En rachetant l’américain, pionnier des organismes génétiquement modifiés (OGM), Bayer pourrait s'assurer plus d'un quart du marché mondial des semences et des phytos et renforcer sa position sur un marché en pleine consolidation. « La transaction met ensemble deux activités différentes, mais fortement complémentaires » en termes de semences, d'engrais et de phytos, avance le groupe allemand dans son communiqué. À eux deux, Bayer et Monsanto représenteront un géant mondial pesant 23 Mrd d'euros de chiffre d'affaires annuel. L’allemand a reconnu qu'il aurait besoin de l'accord des autorités antitrust de trente juridictions différentes, tout en assurant que les réactions initiales étaient encourageantes.

Offre intégrée

Le rachat de Monsanto doit permettre à Bayer de renforcer sa division de produits agrochimiques, un marché dont il est numéro deux mondial derrière le suisse Syngenta, en mettant la main sur le portefeuille de semences de l'américain.

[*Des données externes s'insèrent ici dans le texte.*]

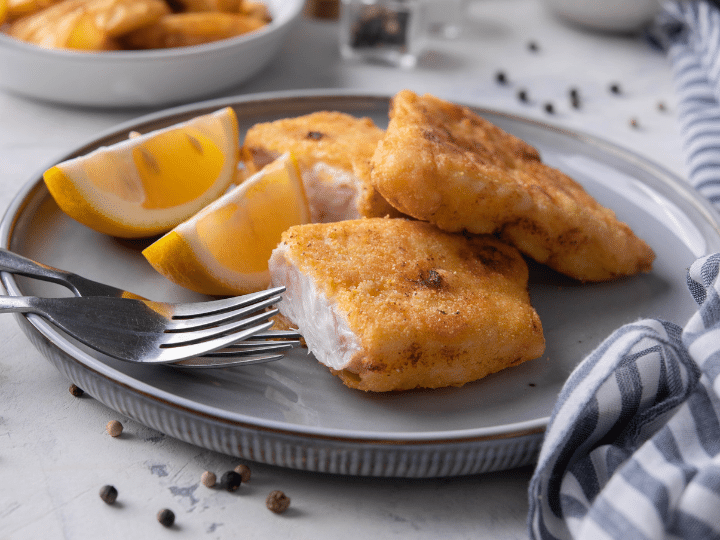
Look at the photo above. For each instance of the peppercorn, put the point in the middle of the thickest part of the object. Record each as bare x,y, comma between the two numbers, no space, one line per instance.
108,494
114,428
244,472
575,98
208,479
231,481
166,517
277,501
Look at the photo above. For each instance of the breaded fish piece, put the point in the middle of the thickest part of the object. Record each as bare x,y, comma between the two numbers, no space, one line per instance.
422,309
333,150
442,163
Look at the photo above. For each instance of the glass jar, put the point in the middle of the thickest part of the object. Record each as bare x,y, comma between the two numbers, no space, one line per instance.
387,31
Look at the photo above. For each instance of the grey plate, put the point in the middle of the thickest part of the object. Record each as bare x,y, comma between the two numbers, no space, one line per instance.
294,413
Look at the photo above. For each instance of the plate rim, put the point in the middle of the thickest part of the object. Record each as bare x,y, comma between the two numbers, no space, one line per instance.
32,188
289,18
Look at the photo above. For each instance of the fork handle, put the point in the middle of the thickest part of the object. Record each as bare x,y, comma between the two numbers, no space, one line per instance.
17,264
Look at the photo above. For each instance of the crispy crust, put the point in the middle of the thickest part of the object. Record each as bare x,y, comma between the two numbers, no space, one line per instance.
336,139
442,163
427,308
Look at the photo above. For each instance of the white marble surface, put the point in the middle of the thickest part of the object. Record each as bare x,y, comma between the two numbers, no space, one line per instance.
54,452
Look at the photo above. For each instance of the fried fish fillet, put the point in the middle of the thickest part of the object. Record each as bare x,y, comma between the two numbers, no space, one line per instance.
422,309
442,163
333,150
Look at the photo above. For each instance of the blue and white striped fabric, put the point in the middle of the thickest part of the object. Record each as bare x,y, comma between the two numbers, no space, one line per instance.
633,446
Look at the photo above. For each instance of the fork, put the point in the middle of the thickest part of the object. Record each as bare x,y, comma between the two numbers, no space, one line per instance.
264,346
142,331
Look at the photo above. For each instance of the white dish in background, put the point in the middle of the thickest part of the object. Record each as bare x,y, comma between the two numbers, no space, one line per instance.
621,16
149,78
293,412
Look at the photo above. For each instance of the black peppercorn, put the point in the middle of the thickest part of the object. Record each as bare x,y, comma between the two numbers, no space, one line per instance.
277,501
108,494
575,98
166,517
231,481
244,472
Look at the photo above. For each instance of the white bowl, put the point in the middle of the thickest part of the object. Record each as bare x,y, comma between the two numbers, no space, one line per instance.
607,15
143,78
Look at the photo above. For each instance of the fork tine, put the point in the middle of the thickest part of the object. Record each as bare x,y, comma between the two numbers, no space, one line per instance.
183,339
223,362
250,348
215,319
193,349
200,309
278,334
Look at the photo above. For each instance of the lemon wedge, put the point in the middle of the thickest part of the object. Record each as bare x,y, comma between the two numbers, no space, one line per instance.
148,184
224,249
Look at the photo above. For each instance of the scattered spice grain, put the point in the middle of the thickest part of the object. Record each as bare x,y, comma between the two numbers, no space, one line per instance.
575,98
244,472
108,494
277,502
208,479
231,481
166,517
114,428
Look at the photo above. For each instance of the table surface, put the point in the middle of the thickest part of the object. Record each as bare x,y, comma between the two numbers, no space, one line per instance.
54,451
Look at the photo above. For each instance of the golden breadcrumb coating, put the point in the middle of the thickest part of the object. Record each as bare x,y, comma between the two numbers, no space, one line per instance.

Son objectif à terme est d'offrir aux agriculteurs un fournisseur unique de semences, de produits agrochimiques (engrais et phytos principalement) et de services d'aide à la culture. « Le nouvel ensemble sera parfaitement adapté aux besoins des agriculteurs (...) car nous disposerons de forces équivalentes et importantes à la fois dans la protection des cultures, dans les semences et dans les outils numériques et analytiques », a déclaré le président du directoire de Bayer, Werner Baumann.

Certains spécialistes de la concurrence estiment que les deux groupes pourraient devoir vendre diverses activités de semences de soja, coton et canola.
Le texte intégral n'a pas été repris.